Replays gave the commentary team the ability to look more closely at what had happened and explain it all to the watching public.
It was a new dawn in football coverage.
SkyCam
SkyCam actually has nothing to do with Sky Sports, insomuch as the ‘sky’ in the name refers to the actual sky rather than the broadcasting corporation. It is a camera suspended by wires that is stabilised and controlled by a computer system. It is shifted through three dimension of open space by the cables, which allows it to show more unique angles than static cameras can.
Garrett Brown, the man who invented the Steadicam, is the person largely credited with having come up with the SkyCam idea. The system was used for the first time in 1984 during a National Football League match between the San Diego Chargers and the San Francisco 49ers. Where American football leads, the sport they call ‘soccer’ soon follows, though.
The Steadicam itself has had a huge impact on the way that football is broadcast, of course. Cameramen are able to track along the touchline, keeping in touch with the match and giving viewers the sense that they’re right in the middle of the action. Indeed, it’s probably been more revolutionary than the SkyCam, also known as the SpiderCam, in how much it is used for football coverage.
3D Football
All of the aforementioned technological developments caught on quite quickly in the world of football, but the one that has yet to truly take hold is that of 3D football broadcasts.
Whilst High Definition was an easy sell, especially given modern televisions broadcast in HD as standard, 3D is not something that most people have as an option on the TV.
In 2010 Sky Sports decided to broadcast the match between Arsenal and Manchester United using 3D technology. Initially, the match could only be seen in that fashion by people who went to specially equipped pubs to do so.
It was hardly an immediate winner, with one fan saying it looked like ‘a popup book’ and another saying that the technology would be better suited to boxing.
360 Degree Coverage
The final revolution to mention when it comes to the world of football broadcasting is that of 360 degree coverage. Its invention allows football supporters to watch matches in a virtual reality setting, essentially giving people the ability to feel as though they are actually present at a football stadium when watching a game from the comfort of their own home.

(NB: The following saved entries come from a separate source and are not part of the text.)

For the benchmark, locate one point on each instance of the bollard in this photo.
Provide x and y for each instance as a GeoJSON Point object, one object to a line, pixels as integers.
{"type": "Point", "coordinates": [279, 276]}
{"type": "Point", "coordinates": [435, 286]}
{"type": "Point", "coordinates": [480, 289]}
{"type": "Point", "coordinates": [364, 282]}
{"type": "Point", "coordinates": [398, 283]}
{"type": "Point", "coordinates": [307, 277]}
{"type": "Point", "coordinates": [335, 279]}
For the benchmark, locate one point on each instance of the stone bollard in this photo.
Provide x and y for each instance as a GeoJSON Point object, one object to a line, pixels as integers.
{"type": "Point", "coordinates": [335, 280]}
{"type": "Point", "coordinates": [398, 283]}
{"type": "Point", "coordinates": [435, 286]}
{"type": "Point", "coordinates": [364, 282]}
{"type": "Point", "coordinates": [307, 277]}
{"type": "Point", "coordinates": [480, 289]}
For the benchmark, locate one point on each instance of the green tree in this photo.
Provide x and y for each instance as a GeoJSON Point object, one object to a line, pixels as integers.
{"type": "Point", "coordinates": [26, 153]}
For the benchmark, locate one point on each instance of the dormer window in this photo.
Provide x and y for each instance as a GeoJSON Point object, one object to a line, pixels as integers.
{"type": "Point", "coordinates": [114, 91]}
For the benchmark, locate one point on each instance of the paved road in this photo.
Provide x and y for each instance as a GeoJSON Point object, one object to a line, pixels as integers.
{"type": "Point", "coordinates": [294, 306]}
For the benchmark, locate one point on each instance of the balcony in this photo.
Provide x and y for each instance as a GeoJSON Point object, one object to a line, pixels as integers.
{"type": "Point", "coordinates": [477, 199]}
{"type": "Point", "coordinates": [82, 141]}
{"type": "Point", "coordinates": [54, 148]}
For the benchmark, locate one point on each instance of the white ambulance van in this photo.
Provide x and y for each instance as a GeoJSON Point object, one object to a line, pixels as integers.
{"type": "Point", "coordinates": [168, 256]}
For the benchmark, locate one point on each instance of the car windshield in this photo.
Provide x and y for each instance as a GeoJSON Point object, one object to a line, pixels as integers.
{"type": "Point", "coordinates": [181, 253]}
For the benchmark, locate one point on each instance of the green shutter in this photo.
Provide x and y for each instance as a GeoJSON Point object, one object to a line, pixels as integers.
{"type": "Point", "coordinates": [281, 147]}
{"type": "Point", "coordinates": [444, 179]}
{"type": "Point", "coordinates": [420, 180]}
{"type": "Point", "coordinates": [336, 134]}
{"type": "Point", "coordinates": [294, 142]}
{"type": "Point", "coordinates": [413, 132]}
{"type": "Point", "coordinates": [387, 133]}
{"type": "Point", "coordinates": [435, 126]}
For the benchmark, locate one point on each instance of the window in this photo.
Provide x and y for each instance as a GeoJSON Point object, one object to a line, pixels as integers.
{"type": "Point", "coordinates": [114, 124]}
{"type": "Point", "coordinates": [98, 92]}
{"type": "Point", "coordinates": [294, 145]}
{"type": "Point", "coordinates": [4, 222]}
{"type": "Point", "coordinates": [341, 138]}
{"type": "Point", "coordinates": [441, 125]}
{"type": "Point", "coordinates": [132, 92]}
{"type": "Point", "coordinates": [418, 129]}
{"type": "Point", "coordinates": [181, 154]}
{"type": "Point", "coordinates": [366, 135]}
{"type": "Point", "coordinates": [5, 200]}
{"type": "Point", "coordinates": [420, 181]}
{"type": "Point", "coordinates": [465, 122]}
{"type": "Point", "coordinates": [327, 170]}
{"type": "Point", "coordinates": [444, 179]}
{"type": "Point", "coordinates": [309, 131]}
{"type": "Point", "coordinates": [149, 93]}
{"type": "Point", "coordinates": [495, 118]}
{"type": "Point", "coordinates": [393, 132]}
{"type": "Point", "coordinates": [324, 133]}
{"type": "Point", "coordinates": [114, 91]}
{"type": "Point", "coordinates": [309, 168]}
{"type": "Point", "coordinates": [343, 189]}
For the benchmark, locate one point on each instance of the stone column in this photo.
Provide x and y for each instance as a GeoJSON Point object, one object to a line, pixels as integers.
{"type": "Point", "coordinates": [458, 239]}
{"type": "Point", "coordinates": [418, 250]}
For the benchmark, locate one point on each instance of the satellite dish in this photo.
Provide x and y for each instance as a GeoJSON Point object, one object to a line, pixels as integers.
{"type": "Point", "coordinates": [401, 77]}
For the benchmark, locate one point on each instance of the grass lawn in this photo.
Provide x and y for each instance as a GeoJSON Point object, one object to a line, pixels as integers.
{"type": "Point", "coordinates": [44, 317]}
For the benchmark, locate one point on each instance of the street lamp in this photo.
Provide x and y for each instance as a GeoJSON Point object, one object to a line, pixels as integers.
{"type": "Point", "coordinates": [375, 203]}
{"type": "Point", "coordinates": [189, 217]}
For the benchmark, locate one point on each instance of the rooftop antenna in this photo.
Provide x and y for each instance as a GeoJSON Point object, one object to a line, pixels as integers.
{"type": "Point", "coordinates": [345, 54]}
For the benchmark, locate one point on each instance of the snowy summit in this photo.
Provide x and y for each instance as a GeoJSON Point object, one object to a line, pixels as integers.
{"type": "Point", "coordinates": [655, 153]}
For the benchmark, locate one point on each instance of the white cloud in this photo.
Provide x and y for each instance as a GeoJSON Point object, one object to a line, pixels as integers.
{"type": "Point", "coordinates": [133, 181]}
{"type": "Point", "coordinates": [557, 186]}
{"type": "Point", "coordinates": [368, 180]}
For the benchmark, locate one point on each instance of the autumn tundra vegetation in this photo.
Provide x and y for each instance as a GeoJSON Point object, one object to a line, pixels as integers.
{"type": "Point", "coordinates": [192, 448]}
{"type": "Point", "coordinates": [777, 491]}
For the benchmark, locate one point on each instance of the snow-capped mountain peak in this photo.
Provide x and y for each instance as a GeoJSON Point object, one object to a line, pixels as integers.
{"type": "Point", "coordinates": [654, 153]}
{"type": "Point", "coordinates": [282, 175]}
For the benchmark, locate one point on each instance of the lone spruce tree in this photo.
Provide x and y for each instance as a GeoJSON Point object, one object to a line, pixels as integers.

This way of watching football was introduced on a large scale for the first time during the 2018 World Cup in Russia. The BBC allowed viewers to essentially enter their own private box, looking around the football pitch at anything that took their fancy. Instead of being stuck watching whatever the match director wanted you to, you could focus on the things that you thought were important.
Whilst the 2018 World Cup was the tournament that 360 degree coverage began to catch on in, it was far from the first time that the technology had been used. In July of 2016, then 18-time top-flight winners Liverpool decided to show a friendly between themselves and Huddersfield Town using the technology, broadcasting it on YouTube as part of the clubs social media development.
That move came a year after the French club Lille had done the same thing, showing both the match and the changing room before kick-off in 360 degrees. Whether it catches on moving forward in the same way that 4K broadcasting seems to have done remains to be seen, but it’s unlikely that many people will chose 360 degree coverage over the more traditional options available.